Ulewy i powodzie na wschodnim wybrzeżu USA
- To najgorsze ulewy od tysiąca lat - tak władze Karoliny Południowej skomentowały rekordowe opady, które wywołały powodzie na wschodnim wybrzeżu Stanów Zjednoczonych. Prezydent Barack Obama ogłosił tam stan klęski żywiołowej. Zginęło co najmniej 11 osób.
Od piątku w stanie Karoliny Południowej spadło aż 60 cm deszczu. Pod wodą znalazły się między innymi miasta Charleston i Columbia. Prezydent Obama ogłosił stan klęski żywiołowej, a rząd mówi o „ekstremalnie niebezpiecznej, zagrażającej życiu sytuacji”.

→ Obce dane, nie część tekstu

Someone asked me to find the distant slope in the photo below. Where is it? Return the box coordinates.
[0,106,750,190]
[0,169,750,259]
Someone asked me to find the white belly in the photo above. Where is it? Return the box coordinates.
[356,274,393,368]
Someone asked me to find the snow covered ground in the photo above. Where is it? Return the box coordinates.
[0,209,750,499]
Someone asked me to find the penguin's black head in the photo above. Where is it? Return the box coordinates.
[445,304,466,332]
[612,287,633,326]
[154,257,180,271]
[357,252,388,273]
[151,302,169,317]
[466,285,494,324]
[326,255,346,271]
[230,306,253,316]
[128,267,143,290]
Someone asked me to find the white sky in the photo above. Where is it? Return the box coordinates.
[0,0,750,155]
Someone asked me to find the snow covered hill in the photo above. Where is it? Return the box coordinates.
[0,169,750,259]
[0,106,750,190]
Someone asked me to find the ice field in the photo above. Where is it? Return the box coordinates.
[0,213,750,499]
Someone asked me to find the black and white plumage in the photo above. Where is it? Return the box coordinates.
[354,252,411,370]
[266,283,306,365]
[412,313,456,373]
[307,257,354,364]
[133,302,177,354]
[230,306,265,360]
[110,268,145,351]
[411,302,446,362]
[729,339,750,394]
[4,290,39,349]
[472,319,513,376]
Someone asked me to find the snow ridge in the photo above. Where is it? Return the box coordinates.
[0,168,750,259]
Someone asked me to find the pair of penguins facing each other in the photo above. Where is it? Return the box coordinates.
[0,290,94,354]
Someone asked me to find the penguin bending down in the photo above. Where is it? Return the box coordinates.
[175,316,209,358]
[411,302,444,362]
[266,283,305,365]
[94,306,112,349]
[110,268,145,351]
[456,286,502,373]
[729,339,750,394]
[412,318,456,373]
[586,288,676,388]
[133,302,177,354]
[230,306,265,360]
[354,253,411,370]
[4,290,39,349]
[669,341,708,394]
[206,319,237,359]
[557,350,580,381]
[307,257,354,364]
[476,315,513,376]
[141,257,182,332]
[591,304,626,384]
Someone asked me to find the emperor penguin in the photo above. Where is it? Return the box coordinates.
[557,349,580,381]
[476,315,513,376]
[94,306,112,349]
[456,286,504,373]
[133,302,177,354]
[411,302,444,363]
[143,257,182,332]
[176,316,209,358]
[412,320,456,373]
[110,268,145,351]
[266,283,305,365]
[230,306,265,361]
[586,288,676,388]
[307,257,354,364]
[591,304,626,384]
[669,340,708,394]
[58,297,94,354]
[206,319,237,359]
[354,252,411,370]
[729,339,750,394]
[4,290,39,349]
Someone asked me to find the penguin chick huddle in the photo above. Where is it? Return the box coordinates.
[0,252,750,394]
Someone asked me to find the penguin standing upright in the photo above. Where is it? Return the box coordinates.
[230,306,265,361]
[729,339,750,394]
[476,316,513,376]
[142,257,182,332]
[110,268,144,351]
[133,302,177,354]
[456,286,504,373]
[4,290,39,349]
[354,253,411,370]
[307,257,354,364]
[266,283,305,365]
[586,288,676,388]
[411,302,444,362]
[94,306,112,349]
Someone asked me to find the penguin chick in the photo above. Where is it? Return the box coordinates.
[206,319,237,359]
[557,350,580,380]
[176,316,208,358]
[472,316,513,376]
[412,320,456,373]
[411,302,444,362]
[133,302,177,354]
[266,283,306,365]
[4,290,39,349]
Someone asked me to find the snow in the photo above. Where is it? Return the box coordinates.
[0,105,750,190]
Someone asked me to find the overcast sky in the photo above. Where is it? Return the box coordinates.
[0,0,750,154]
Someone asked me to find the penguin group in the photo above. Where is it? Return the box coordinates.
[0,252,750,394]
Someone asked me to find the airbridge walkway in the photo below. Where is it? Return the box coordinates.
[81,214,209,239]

Ratownicy ewakuowali kierowców i pasażerów tysięcy samochodów, które przez ulewy utknęły na ulicach. Woda sięgała aż po dachy pojazdów. Większość domów jest zalana na ponad metr wysokości.
Ewakuowanych przetransportowano do jednej ze szkół, w której zapewniono im schronienie. Mogą ogrzać się, zjeść i odpocząć, a przede wszystkim zastanowić się, co zrobić dalej.
Ulewy na wschodnim wybrzeżu USA przyniósł atlantycki huragan Joaquin.